Here's the statement of Theorem 3.6-4 in Erwin Kreyszig's Introductory Functional Analysis With Applications:
Let $H$ be a Hilbert space. Then
(a) If $H$ is separable, then every orthonormal set in $H$ is countable.
(b) If $H$ contains an orthonormal sequence which is total in $H$, then $H$ is separable.
Now my question is, do we require $H$ to be complete? Or, is it not the case that both (a) and (b) above, especially (a), hold even in a general (not necessarily complete) inner product space? At least, the proof given by Kreyszig suggests so.

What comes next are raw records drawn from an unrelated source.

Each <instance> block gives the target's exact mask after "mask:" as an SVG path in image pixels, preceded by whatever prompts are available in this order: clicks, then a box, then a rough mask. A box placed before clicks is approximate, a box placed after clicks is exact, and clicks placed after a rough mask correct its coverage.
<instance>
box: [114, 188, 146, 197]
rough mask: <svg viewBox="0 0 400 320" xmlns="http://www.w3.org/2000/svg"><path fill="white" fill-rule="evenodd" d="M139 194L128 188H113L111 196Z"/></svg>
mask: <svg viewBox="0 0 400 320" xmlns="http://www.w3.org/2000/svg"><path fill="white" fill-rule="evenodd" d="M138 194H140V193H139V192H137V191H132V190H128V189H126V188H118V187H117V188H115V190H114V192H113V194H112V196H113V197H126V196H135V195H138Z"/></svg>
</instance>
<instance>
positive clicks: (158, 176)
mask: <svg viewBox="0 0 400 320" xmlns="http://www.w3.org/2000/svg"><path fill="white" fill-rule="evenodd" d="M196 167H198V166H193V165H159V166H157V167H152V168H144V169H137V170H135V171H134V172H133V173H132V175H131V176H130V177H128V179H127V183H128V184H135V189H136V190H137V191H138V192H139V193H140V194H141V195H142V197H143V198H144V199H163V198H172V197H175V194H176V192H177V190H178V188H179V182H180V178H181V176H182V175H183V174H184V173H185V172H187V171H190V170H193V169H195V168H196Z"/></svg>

As noted in my comment above, (a) remains true also for incomplete spaces, because if $H$ is separable, so is the completion $\bar{H}$ (why?) and any orthonormal set in $H$ is also orthonormal in $\\bar{H}$, and hence countable by part (a) for complete spaces.
With the definition of a total set given in the comments, the claim is also true for incomplete spaces, because if the span of a set $M \subset H$ is dense in $H$, it is not hard to see that the $\Bbb{Q}$ span of $M$ is countable and dense in $H$, so that $H$ is separable. (If you use $\Bbb{C}$ as your field, use $\Bbb{Q}+\Bbb{Q}i$ instead of $\Bbb{Q}$).
But if you use the definition that a set $M$ is total if no element $x \in H$ with $x\neq 0$ is orthogonal to all of $M$, then the second claim fails for incomplete $H$, as is implied by GEdgar's answer to this question: A complete orthonormal system contained in a dense sub-space.. He constructs an inner product space such thy every orthonormal set is countable, but which is not separable. If we now take (using Zorn's Lemma) a maximal orthonormal set in that space, it will be total (with the alternative definition) and countable, but the space is not separable.